Leila Guerriero no escribe ensayos o crónicas o textos, como pudiera pensarse de un volumen donde se muestra a Roberto Arlt, a Piglia, a Fogwill, a Hebe Uhart, a Marta Minujin, a Nicanor Parra o a Kuitka, para solo citar a algunos de los muchos que planean sobre este libro. Tampoco suele hacer investigación, a la manera que lo hace la academia o el mejor periodismo, por ejemplo.
Leila Guerriero lo que ha hecho –en cada uno de sus perfiles– es un Plano americano (Anagrama, 2018), como el título de su propio libro indica. Un plano falso, ya que muchas veces su encuadre es otra cosa: un plano figura, un plano escorzo, un plano recurso, un plano múltiple; y donde la escritora Leila Guerriero hace literalmente lo que quiere. No solo con su tema (ese que siempre acopla vida y obra), sino con todos los flujos que la mayoría de las veces atraviesan su objeto de estudio, sus obsesiones, tanto las de ella como la de “sus” autores.
Si alguien me pidiera que clasificara a Leila Guerriero diría que es una antropóloga que se dedica a cazar y estudiar mariposas nocturnas.
Una antropóloga tuerta.
Clava ese ojo único en su lepidóptero y desde allí lo despieza. En los retratos que construye tienen la misma importancia obras que rumores; casas y adornos y amantes que hayan pasado la última noche con su investigado que manías y perritos.

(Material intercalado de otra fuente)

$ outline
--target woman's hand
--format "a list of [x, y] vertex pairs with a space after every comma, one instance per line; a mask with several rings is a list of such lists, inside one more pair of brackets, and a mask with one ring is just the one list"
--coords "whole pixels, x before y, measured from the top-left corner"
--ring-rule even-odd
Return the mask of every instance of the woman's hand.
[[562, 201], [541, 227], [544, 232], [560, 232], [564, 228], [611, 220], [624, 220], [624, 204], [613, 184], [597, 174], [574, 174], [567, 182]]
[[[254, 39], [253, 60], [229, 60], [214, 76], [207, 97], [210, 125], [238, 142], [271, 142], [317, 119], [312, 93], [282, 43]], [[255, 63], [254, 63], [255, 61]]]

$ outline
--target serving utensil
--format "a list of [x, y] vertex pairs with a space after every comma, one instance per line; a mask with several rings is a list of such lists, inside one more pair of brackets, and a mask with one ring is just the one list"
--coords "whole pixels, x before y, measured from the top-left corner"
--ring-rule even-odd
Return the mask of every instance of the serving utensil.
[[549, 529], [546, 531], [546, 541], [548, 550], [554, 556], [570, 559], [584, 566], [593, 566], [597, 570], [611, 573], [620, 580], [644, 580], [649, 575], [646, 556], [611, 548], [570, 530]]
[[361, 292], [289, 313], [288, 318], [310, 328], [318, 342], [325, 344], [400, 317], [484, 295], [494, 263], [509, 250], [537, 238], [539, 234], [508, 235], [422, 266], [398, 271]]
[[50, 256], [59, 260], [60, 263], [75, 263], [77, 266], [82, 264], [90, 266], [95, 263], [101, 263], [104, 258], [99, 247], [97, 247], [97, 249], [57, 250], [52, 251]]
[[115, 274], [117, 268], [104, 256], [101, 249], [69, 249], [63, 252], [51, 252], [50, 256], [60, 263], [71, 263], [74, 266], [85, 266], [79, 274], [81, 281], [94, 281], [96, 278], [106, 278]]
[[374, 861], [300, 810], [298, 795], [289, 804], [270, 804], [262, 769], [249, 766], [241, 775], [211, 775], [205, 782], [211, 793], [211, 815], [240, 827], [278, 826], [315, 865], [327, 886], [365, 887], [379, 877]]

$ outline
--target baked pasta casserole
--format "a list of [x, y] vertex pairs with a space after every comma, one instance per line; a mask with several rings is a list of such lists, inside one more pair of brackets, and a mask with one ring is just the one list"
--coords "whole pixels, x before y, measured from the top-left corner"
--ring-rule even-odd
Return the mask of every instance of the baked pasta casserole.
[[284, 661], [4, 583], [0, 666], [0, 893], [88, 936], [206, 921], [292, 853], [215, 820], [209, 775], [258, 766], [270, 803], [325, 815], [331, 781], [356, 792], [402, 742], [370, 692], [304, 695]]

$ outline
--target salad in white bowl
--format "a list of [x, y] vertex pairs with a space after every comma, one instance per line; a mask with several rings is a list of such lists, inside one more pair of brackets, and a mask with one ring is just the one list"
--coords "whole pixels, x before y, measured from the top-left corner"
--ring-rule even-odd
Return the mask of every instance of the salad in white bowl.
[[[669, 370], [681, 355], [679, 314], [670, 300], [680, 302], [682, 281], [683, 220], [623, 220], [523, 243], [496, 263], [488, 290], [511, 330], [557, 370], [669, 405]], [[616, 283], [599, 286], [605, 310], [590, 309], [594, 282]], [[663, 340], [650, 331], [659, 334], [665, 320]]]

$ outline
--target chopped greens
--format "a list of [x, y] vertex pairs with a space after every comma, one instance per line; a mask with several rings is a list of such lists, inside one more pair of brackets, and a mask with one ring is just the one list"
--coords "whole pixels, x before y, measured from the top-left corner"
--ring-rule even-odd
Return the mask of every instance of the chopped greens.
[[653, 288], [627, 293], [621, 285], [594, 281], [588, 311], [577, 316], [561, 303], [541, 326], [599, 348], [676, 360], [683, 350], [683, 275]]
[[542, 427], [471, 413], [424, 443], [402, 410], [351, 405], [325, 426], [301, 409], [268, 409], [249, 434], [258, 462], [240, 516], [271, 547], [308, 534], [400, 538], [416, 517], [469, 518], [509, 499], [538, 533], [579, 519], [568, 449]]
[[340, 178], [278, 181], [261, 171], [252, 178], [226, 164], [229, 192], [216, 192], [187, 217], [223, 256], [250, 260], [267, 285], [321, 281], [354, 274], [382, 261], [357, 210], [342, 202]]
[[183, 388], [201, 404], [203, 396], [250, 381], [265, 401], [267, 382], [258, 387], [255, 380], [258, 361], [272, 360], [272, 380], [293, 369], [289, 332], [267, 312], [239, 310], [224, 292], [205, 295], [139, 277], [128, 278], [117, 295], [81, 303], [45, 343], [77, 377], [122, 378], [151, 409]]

Su ojo único es un ojo collage, un todoscopio.
Le hace una foto fija a alguien y después va observando con mucho cuidado hasta que de pronto cambia. Por eso en sus transficciones el muerto está muerto, pero de pronto está vivo y de pronto conversa y se barniza las uñas y se toma una copita de coñac antes de tocar el piano.
Es un muerto no muerto, digamos, como ese cadáver de Roberto Arlt que Piglia describe magistralmente en su ensayo sobre el autor de Aguafuertes porteñas pero que en verdad casi nadie vio o recuerda y cuyas fotos –el de Adrogué asegura que el periodista Juan Carlos Martini se las mostró una tarde en su despacho de la editorial Corregidor– nunca han aparecido.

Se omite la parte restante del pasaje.